Capítulo 9

Cuando salimos de la abadía, el cielo parecía recién pintado; su azul lo llenaba todo con su brillo esperanzado. De las plomizas nubes no quedaba ni rastro; tampoco la tormenta había dejado huella y el calor campaba nuevamente a sus anchas. Me desprendí de la americana al salir de la clausura: la camisa empezaba a pegárseme a la piel a causa del sudor y, en parte, a raíz del disgusto por el comportamiento de Iturri. Él no parecía notar el paulatino aumento de la temperatura. No dijo palabra; navegaba por su mundo de indicios y pruebas.

En realidad, preferí que así fuera. Necesitaba un margen de tiempo para dominar mi enfado: Juan me había desautorizado en público; eso no debe hacerse nunca con un juez, aunque el susodicho fuera, como era mi caso, un magistrado inepto o novato. Llevaba en la mano la lista de las personas que habían compartido clausura con los monjes de Leyre en los últimos quince días. Cuando me senté en el coche, me puse a estudiarla; Iturri conducía en silencio.

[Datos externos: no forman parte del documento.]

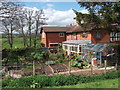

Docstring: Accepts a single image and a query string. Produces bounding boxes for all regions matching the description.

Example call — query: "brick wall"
[91,30,110,43]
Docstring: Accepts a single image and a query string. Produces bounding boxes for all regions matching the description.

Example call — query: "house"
[42,25,120,55]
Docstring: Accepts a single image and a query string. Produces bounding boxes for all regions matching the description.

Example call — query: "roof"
[66,25,84,33]
[62,40,91,45]
[42,25,92,33]
[43,27,68,32]
[83,43,112,52]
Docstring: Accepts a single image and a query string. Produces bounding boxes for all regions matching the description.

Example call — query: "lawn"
[48,78,120,88]
[0,37,40,48]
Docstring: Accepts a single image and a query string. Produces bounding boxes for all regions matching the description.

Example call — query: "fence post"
[104,60,107,73]
[115,63,118,70]
[69,62,71,75]
[33,60,35,76]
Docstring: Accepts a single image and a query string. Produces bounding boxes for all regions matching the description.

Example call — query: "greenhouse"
[82,43,116,66]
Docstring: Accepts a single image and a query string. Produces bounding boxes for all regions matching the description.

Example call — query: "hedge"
[3,71,120,88]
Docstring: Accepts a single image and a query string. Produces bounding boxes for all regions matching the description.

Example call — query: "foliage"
[45,61,55,65]
[3,71,120,88]
[48,78,120,89]
[56,58,63,63]
[31,52,43,60]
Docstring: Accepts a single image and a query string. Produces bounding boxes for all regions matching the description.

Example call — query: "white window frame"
[73,34,77,39]
[59,33,65,37]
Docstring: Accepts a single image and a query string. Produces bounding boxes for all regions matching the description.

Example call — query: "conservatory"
[62,40,91,55]
[82,43,115,66]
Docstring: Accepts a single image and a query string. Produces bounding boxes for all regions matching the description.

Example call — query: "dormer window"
[96,32,101,38]
[59,33,64,37]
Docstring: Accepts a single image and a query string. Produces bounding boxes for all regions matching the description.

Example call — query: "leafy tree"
[74,2,120,31]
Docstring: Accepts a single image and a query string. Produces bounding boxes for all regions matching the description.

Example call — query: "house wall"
[46,32,66,47]
[41,31,47,47]
[91,30,110,43]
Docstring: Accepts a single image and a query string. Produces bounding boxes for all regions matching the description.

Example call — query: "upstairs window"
[96,32,101,38]
[59,33,65,37]
[73,34,76,39]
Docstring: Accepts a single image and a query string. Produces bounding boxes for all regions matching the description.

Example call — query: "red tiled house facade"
[41,25,110,47]
[41,27,66,47]
[41,25,120,55]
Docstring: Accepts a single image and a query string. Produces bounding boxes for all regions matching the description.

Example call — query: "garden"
[2,46,94,77]
[2,71,120,88]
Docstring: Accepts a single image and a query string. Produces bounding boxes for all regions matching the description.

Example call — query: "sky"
[19,2,88,26]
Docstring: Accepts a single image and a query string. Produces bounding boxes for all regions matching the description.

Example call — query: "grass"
[48,78,120,88]
[0,37,40,48]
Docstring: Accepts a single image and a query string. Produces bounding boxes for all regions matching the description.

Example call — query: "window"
[96,32,101,38]
[67,35,70,39]
[59,33,64,37]
[71,46,77,52]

La lista había sido diligentemente confeccionada por el hermano portero, un simpático y enjuto fraile, de nombre Daniel, cuya piel parecía haber sido estrujada hasta extraer de ella todo el jugo. Ignorando que los estados modernos tienen a todos sus ciudadanos controlados de mil y una formas y que, con un solo dato, las autoridades pueden conocer hasta sus más recónditos pensamientos, fray Daniel había enumerado todo tipo de detalles: al número del documento de identidad y a su dirección exacta, se añadían la edad del huésped, la profesión actual, el tiempo que había estado hospedado en la clausura (tres noches la mayoría) y una completa descripción de los rostros que el hermano recordaba. Debo decir que fray Daniel, como la mayor parte de los que, de una u otra manera, ejercen labores de portería, tenía una exquisita capacidad de observación y una memoria prodigiosa. A excepción de uno de los huéspedes, de quien no fue capaz de proporcionar más que detalles inconexos, nos ofreció retratos tan exhaustivos que hubieran sido envidiados por la propia policía.

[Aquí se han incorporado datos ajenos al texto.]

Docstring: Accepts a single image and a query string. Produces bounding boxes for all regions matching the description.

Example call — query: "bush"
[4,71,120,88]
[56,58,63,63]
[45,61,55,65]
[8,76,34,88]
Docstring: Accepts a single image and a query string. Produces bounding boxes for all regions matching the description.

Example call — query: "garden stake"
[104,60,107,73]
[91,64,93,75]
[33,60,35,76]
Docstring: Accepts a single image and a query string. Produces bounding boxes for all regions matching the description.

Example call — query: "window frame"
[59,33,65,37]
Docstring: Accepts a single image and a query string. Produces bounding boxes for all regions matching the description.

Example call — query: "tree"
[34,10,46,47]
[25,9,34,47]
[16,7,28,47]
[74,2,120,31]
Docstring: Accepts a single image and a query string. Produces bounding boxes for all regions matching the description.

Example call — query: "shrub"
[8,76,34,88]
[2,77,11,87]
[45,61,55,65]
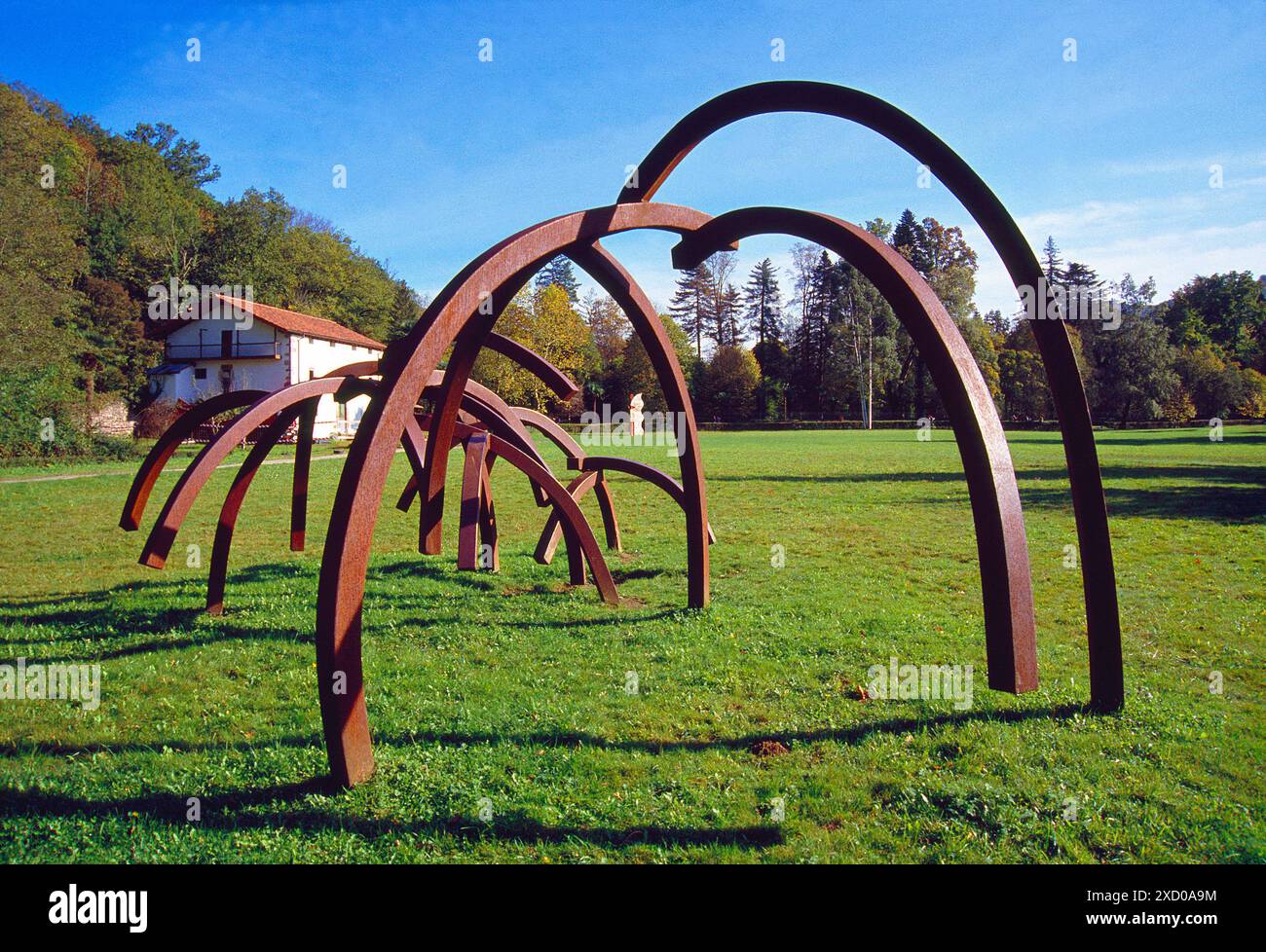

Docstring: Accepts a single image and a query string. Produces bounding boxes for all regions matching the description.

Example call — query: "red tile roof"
[156,294,387,350]
[215,294,387,350]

Mientras Iturri conducía ensimismado, yo me dediqué a analizar aquel listado. No era demasiado extenso (había quince nombres). El más joven tenía veintiún años; el mayor, sesenta y seis. Resultaba evidente que las motivaciones que impulsaban a aquellas personas a abandonar las comodidades de la rutina diaria y a retirarse del mundo, siquiera por unos días, podían ser muy distintas.

Contrariamente a lo que yo había supuesto, San Salvador de Leyre no sólo atraía a gentes de procedencia cercana. Aunque había muchos monasterios diseminados a lo largo y ancho de la geografía nacional, algunos visitantes venían de lejos para hospedarse allí. Miré por la ventana y rectifiqué de inmediato mi primer pensamiento. Bajo la luz de aquel ingrávido cielo de gasa azul, la pacífica abadía cautivaba sin remedio. Al volver nuevamente la vista hacia la lista que descansaba en mi regazo, no me extrañó que algunos de aquellos hombres se hubieran desplazado desde Menorca, Sevilla, Valencia o Málaga, aunque, por motivos obvios, la mayoría procedía de zonas próximas: ocho de la Comunidad Foral de Navarra, dos de Zaragoza y uno de La Rioja.

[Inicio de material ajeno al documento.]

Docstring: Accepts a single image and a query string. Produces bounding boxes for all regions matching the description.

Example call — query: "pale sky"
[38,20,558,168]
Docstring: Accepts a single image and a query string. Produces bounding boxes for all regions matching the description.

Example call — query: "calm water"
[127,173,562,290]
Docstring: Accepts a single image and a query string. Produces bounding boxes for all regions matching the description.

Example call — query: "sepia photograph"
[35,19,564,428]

Para mi desgracia, no disponíamos de ningún sensor que permitiera identificar a un asesino de frailes y curas. Por más que leía aquella colección de nombres y datos, no conseguía identificar algún factor que me hiciera sospechar de ninguno de ellos. Cuando la ciudad estaba al alcance de nuestra vista, giré la cabeza hacia mi acompañante y me dirigí a él. A aquella altura del viaje, mi enfado había casi desaparecido:

—De esta lista poco vamos a poder sacar, Juan... Los hay de todas las edades y ciudades; además, vienen de todas partes. Me temo que tendremos que estudiarlos uno por uno. ¡Nos va a llevar horas entrevistarles!

Sin dar explicaciones, Juan giró bruscamente el volante, detuvo el coche en el arcén y se encaró conmigo.

—Lola, tenemos que hablar —dijo con tono quejoso.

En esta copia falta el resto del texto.